Hopping on the bandwagon to bash #climatechange defeatism is nice, but I think a more useful exercise is to ask *why* people believe that 'failure' to mitigate is a foregone conclusion. Why do my smart, well-meaning friends sigh and ask me if I *really* think we can cut CO2? (1)
Is it just the fatalism of the post-9/11 world? We passed the 18th anniv. of war in Afghanistan last mo., the Syrian civil war is in its ninth year. Unarmed civilians are being gunned down in Chile + Iraq, government brutality is on public display in Lebanon and Hong Kong... (2)
We wonder if our elections and elected officials have been compromised by foreign influence and have ceased to be surprised by political corruption.
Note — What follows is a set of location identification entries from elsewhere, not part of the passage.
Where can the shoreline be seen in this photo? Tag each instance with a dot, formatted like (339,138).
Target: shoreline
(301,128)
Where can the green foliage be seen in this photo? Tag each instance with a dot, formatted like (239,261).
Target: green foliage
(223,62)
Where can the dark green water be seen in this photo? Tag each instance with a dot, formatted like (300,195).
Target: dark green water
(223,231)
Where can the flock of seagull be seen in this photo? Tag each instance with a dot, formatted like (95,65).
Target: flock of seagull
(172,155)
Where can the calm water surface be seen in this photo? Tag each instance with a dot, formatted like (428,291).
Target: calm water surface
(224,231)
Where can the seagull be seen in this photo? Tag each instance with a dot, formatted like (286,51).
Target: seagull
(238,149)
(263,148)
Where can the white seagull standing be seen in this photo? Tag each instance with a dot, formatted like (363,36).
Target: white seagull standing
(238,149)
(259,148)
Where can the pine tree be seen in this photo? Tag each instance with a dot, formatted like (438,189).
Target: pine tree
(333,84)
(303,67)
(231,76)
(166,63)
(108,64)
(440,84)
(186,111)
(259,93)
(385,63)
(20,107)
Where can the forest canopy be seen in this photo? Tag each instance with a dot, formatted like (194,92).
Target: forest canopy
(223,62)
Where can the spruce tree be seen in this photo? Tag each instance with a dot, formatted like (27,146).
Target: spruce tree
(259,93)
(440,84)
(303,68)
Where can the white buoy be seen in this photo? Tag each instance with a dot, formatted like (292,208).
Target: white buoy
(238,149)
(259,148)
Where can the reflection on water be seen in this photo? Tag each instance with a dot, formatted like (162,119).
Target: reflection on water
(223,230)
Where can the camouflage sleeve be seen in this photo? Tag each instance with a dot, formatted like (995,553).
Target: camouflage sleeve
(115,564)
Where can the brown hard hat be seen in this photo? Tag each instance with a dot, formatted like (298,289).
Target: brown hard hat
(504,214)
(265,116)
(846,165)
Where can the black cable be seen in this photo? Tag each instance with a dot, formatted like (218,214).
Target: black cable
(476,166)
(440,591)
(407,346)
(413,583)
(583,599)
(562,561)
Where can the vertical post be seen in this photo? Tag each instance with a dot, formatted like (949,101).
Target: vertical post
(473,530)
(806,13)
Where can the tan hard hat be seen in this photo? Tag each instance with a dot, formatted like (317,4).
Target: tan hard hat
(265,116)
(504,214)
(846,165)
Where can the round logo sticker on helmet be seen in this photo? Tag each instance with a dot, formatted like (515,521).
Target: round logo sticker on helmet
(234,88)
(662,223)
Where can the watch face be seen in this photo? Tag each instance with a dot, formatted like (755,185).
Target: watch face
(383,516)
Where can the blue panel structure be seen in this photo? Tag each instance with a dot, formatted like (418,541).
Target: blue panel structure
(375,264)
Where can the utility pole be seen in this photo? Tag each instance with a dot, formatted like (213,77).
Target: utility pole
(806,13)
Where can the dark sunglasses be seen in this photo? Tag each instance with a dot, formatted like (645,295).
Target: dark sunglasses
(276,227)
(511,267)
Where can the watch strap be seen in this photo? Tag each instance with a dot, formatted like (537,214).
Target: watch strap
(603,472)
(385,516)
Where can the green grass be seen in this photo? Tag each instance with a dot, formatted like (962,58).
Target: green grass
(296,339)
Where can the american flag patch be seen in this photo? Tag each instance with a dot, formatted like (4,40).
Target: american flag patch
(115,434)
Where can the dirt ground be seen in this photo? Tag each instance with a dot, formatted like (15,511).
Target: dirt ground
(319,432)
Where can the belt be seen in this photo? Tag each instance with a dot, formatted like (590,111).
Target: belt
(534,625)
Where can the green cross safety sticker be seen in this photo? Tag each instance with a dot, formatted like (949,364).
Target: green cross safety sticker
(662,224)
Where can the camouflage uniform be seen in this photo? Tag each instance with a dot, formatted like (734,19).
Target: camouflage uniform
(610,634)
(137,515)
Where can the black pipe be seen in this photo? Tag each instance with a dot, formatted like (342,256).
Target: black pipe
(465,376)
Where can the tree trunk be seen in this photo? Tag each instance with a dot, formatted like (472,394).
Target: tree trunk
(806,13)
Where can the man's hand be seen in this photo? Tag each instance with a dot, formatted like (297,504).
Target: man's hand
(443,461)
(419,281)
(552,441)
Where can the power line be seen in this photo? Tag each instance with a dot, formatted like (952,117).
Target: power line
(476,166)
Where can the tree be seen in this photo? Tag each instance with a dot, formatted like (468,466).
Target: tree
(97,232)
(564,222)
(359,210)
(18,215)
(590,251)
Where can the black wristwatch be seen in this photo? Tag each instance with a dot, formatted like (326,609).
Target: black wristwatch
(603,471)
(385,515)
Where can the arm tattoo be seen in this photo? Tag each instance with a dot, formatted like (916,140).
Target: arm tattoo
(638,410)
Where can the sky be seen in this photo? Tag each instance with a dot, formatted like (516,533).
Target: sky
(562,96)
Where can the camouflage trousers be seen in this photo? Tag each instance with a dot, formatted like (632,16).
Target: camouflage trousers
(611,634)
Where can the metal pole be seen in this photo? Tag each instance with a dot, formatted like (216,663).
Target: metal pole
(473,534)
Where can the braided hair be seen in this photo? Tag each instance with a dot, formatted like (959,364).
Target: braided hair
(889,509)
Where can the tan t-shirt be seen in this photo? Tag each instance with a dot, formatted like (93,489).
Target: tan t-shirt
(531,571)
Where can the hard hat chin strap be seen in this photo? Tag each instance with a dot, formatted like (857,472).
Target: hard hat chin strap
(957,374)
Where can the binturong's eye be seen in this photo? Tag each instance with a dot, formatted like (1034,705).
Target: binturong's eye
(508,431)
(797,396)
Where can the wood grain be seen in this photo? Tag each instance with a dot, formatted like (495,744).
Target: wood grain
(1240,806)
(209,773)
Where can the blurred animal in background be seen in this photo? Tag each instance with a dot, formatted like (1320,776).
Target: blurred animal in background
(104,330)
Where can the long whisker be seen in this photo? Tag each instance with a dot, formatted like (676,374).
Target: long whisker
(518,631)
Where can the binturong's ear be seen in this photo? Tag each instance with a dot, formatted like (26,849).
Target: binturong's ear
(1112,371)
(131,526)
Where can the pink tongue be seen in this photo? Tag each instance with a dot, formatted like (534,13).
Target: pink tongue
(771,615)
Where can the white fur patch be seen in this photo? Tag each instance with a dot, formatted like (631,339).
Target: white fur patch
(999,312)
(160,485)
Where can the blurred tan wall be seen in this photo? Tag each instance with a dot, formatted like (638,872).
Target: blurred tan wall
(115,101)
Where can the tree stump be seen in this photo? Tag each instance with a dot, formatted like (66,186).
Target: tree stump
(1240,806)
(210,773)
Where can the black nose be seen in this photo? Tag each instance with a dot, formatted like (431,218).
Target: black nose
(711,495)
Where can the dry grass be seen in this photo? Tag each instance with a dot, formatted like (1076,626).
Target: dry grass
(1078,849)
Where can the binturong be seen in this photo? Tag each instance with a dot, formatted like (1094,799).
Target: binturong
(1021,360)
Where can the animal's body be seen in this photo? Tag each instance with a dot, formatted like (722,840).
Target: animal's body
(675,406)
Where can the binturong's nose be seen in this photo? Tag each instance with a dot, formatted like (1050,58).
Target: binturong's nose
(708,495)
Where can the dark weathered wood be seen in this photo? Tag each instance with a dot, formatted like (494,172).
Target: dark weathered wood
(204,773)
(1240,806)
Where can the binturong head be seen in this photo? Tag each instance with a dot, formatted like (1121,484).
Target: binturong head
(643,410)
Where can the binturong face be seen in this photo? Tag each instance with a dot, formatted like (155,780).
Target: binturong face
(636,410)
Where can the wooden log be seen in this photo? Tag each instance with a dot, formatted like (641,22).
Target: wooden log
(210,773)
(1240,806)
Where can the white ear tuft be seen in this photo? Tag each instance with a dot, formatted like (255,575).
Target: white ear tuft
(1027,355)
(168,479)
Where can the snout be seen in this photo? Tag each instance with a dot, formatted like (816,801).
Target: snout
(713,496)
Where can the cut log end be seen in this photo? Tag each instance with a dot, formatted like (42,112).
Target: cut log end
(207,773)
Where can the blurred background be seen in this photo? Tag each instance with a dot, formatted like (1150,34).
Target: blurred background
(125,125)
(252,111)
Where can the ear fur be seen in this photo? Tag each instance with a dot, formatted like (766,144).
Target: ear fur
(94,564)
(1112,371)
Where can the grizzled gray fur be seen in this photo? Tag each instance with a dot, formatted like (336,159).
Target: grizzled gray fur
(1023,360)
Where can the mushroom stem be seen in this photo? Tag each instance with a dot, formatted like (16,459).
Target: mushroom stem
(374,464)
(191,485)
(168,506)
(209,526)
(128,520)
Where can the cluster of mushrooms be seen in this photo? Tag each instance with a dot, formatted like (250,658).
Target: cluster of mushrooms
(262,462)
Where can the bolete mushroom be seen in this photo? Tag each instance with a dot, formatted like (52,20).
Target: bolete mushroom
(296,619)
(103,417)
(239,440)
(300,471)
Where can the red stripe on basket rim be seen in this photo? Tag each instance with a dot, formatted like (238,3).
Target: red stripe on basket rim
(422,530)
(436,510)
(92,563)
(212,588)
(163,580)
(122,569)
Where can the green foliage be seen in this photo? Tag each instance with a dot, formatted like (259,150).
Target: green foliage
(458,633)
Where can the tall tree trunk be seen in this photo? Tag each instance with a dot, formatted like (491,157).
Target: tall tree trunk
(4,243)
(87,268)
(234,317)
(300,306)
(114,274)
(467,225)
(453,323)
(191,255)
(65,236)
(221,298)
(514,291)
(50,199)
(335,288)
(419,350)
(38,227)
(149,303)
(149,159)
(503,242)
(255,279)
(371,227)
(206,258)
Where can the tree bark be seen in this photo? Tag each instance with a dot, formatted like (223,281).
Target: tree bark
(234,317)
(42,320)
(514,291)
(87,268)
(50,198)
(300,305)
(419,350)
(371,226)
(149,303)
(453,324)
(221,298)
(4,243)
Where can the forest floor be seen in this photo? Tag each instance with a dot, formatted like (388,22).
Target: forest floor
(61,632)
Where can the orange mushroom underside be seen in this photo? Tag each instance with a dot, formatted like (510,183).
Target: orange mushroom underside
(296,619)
Storms batter Puerto Rico this time, or the Philippines, fires burn Greece and CA (3)
With all this in mind, I don't think #climatechange defeatism is born primarily out of ignorance, genuine nihilism, or contrarianism. Rather, its safe to say that people are fatigued and hopeless, and don't feel enough optimism about human nature and the state of the world (4)
This is where I think climate catastrophism fails us. Sounding alarm on a (misleading) 12-year climate deadline, carbon footprint guilt tripping, prophesying extinction - it mobilizes the climate base, bless our martyr tendencies - but you can't demand emotional energy... (5)
...from those who have precious little to spare as it is. The inactive are *not* indifferent, they're just paralyzed by sadness, and catastrophism hurts rather than helps with this. People barely holding together as it is have no room for more guilt, panic, and worry (6)
I'm speaking as a lifelong activist with frontline experience. Arrested alongside @billmckibben protesting #KeystonePipeline in March '14. Spent the last nine years calling out to smart, young fellow students on univ. quads for petition signatures, recruitment, calls to reps (7)
"12 years to save the climate" has galvanized protests of inspiring size and passion around the world, but I worry that's the high water mark for a movement fixated on the language of disaster. Disaster is exhausting to think about - even writing this is draining. (8)
I feel the focus needs to shift. People are disengaged and pessimistic because they have little confidence in government and their individual ability to change things. Fixing this requires prioritizing restoration of people's faith in political process + society (9)
This starts at the tactical, short-term level. Begin by targeting repair of the democratic process, fighting corruption and influence, enforcing accountability for misconduct. Restore people's confidence that their voice matters and that gov't works to serve them. (10)
At the same time, we start seriously planning now. A detailed roadmap - and focusing advocacy around planning and specific action - can show the disengaged that attainable paths towards a better future exist. Your voice matters + we have a way out of this = heads lift up. (11)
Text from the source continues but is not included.